Senate GOP Leadership Addresses The Press After Lunch With President Trump At The White House Mark Wilson/Getty Images

Republicans control the White House and Congress. But over the past several months of Donald Trump’s presidency, congressional Republicans have slowly started to find subtle ways to oppose and constrain the president.

Two newly introduced bipartisan bills would notably limit his ability to fire special counsel Robert Mueller, and this week Trump signed a piece of legislation, passed by veto-proof majority, that would limit his ability to roll back sanctions against Russia. Politico summarized this as “reining in Donald Trump.” The Senate also took time to put a procedural block on Trump making recess appointments — what many see as preventing him from firing and quickly replacing “beleaguered” Attorney General Jeff Sessions.

The quotes Politico got from GOP senators are striking in their stridency, with Senate Majority Whip John Cornyn (R-TX) talking about Trump as a “reluctant” ally:

"As we've seen on the Russian sanctions bill, sometimes the president will come along, even reluctantly, and we'll be able to make progress,” Cornyn said. "Historically, it hasn't always been the case that the president is the one who sets the policy and Congress responds. It was that Congress led. And I think this is the opportunity we have now and I welcome that."

Other Republicans quoted by Politico sounded almost as if they were members of an opposition party — explaining it was a “good thing” that Congress was limiting the president’s powers. Sen.

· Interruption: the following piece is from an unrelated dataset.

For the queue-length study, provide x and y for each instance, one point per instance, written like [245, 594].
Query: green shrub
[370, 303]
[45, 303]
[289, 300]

John Thune (R-SD) noted that the sparring was indicative of Congress claiming its status as equal to the executive:

“That’s a good thing, right?” South Dakota Sen. John Thune, the third-ranking GOP leader, said of the moves to establish more independence from Trump. “It’s important that Congress assert its authorities under the Constitution and be an equal branch of the government.”

Sen. Thom Tillis (R-NC), a co-sponsor of the bill to protect Mueller, seemed to agree with Thune, telling Politico:

“If you look back over the last 75 years, there have been a number of instances where Congress has conveyed authority to the president because it happened to be their president in the White House,” Tillis added. “It’s more appropriate to be reserved here on Capitol Hill.”

This inter-branch tension is a feature rather than a bug of the United States political system — but usually one that isn’t as prominent when one party controls both Congress and the executive branch.

Trump spoke out about Congress’s sanctions against Russia in his typical fashion, with some angry tweets.

Meanwhile, Congress closed up shop and went home for August recess.